# Art supplies and canvas' Guadalajara



## LuvBugLiz21 (Mar 5, 2016)

Hey guys! I'm an artist from the states and wondering where I can buy canvas' and art supplies? Normally I go to hobby lobby in the states. Is there an equivalent? 


Sent from my iPhone using Tapatalk


----------



## TundraGreen (Jul 15, 2010)

LuvBugLiz21 said:


> Hey guys! I'm an artist from the states and wondering where I can buy canvas' and art supplies? Normally I go to hobby lobby in the states. Is there an equivalent?
> 
> 
> Sent from my iPhone using Tapatalk


Try searching for "materiales para artistas guadalajara". It brings up several options.



 *Bernal Partida Hilda Guadalupe*



Guadalajara / Jalisco
Material Para *Artista* - Calle Lopez Cotilla 2275 (44100) Guadalajara, Colonia Guadalajara Centro, Distrito Federal. 
materiales de artista cerca de Guadalajara
 *Galerias Anguiano*





Zapopan / Jalisco (7 km de Guadalajara)
marcos molduras, pinturas *materiales*, para *artistas* - Av. Plaza Del Sol No. 25 No. 53, Condoplaza Del Sol (45055) Zapopan, Jalisco - Teléfono: 33.3121-66.... Te hacen marcos a tú medida, con entrega...
 *Matiz Galeria Y Arte*





Zapopan / Jalisco (7 km de Guadalajara)
material para *artistas* pinceles, pasteles acuarelas bastadores coballetes, marcos ala medida, pinturas originales y reproducciones, litografias restauracion de oleos - Ave De Las Rosas No. 420,...


----------



## citlali (Mar 4, 2013)

I have some friends who are painters and they make their own canvasses with manta and other fabrics. They do not seem to have problems finding canvass they buy it by the roll.
If you cannot find what you wnt take a ride to Ajijic go to the church, I foget the name of the street, There a painter there who gices clases and sells canvasses already made. His name if Efren Gonzalez, he also tells you where you can find the material.


----------



## lagoloo (Apr 12, 2011)

Lumen Art Supplies in Guadalajara: has everything a painter needs.

Salvador, located upstairs (in the back) in the Buganvilla Plaza on the main road through Ajijic, has several varieties of canvases and will stretch them to order or sell from his pre-made stock of canvases.

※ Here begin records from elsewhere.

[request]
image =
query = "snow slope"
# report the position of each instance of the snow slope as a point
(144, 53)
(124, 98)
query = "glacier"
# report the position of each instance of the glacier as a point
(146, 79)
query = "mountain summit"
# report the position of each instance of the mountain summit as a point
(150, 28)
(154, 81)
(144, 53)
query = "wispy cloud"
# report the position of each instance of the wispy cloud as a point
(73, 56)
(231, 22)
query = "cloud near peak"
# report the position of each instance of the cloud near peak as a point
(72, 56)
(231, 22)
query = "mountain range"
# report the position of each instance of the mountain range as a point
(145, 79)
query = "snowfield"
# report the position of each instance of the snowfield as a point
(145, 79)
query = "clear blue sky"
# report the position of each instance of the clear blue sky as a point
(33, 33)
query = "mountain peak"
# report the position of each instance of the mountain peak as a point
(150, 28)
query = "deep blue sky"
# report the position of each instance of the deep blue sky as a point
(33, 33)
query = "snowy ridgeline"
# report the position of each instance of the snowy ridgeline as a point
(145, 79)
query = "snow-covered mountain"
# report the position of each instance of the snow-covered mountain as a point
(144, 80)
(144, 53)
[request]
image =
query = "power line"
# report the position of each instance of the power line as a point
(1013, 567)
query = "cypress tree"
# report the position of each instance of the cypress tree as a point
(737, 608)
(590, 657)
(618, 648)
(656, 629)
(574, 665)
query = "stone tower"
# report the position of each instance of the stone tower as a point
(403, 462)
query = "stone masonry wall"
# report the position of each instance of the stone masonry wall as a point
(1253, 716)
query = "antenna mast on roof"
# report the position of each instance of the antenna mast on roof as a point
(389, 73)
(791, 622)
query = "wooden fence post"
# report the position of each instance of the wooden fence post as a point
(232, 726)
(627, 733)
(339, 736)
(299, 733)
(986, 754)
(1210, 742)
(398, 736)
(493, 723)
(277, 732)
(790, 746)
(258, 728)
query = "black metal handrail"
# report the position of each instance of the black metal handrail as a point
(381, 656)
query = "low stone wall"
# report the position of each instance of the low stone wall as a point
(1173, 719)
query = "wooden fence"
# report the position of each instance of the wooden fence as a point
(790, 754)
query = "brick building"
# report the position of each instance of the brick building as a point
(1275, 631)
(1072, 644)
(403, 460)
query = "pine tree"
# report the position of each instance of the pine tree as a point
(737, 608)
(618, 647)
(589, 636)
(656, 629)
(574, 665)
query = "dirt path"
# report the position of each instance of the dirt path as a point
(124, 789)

He also carries paints and brushes.


----------



## LuvBugLiz21 (Mar 5, 2016)

Are they decently priced?


Sent from my iPhone using Tapatalk


----------



## lagoloo (Apr 12, 2011)

"Decently" ?? Depends on whether you're buying imported U.S. or Mexican made products.

Then, you may want to check out what it would cost you to order through one of the well priced U.S. art supply catalogs, such as Dick Blick or Cheap Joes (both on the web) and figure out what it would cost you by the time you paid the transport costs, duty, etc. 

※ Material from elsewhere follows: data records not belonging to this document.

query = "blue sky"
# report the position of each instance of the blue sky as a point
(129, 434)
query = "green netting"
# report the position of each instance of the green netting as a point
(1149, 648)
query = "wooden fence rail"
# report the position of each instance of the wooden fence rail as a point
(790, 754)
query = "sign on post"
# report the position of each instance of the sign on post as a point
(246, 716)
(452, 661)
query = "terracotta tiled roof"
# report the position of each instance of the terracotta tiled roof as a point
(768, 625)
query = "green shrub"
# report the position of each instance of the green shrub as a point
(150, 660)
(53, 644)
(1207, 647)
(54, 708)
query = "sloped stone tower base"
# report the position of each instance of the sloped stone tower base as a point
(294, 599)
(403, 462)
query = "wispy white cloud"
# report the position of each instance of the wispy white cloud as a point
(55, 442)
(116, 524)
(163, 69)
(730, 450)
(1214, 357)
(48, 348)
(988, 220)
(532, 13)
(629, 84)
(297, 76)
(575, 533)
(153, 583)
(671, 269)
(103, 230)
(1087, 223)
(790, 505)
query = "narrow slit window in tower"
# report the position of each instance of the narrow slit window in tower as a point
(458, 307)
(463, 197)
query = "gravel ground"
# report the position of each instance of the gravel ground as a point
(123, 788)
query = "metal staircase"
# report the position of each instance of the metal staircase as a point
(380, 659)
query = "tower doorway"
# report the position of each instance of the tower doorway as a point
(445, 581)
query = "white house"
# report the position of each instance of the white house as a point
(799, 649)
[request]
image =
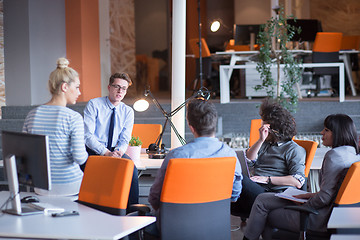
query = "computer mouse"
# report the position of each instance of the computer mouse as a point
(29, 199)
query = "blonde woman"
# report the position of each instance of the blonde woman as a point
(65, 129)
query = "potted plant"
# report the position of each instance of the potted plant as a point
(134, 148)
(273, 40)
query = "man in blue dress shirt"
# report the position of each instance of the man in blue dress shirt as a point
(108, 125)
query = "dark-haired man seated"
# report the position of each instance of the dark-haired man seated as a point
(202, 119)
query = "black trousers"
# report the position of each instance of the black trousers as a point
(134, 188)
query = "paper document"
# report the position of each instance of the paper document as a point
(46, 207)
(290, 192)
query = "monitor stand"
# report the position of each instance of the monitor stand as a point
(13, 181)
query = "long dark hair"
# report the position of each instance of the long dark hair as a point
(281, 121)
(343, 130)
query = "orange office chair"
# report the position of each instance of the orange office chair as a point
(348, 194)
(148, 133)
(254, 131)
(195, 199)
(325, 50)
(310, 148)
(106, 184)
(351, 42)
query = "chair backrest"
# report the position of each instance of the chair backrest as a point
(195, 198)
(106, 184)
(310, 148)
(148, 133)
(194, 46)
(327, 42)
(349, 193)
(254, 131)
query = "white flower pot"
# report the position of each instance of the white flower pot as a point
(134, 152)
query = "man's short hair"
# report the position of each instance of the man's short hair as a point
(121, 75)
(202, 116)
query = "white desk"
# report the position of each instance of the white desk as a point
(90, 224)
(345, 218)
(315, 168)
(236, 56)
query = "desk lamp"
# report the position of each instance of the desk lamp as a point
(154, 150)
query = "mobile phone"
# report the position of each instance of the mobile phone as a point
(65, 214)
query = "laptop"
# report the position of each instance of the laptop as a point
(243, 163)
(244, 166)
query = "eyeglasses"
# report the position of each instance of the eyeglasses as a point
(118, 87)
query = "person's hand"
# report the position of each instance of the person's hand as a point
(264, 131)
(117, 153)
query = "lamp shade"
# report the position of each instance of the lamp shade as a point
(141, 105)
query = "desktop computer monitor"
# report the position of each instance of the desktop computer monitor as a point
(309, 28)
(242, 33)
(26, 162)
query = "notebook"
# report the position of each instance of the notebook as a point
(244, 166)
(243, 163)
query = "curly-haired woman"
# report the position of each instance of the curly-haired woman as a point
(277, 162)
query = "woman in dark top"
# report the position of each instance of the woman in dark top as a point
(275, 159)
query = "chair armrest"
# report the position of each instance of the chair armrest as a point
(303, 209)
(141, 209)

Also, just FYI, some supplies (anything containing flammable material including oil paint) are not allowed to be imported.

Ideally, if you know someone who goes back and forth and would be willing to "mule" some supplies for you, just be sure they are not in a brand new container. Used goes through. New is another story.

Hope this helps.


----------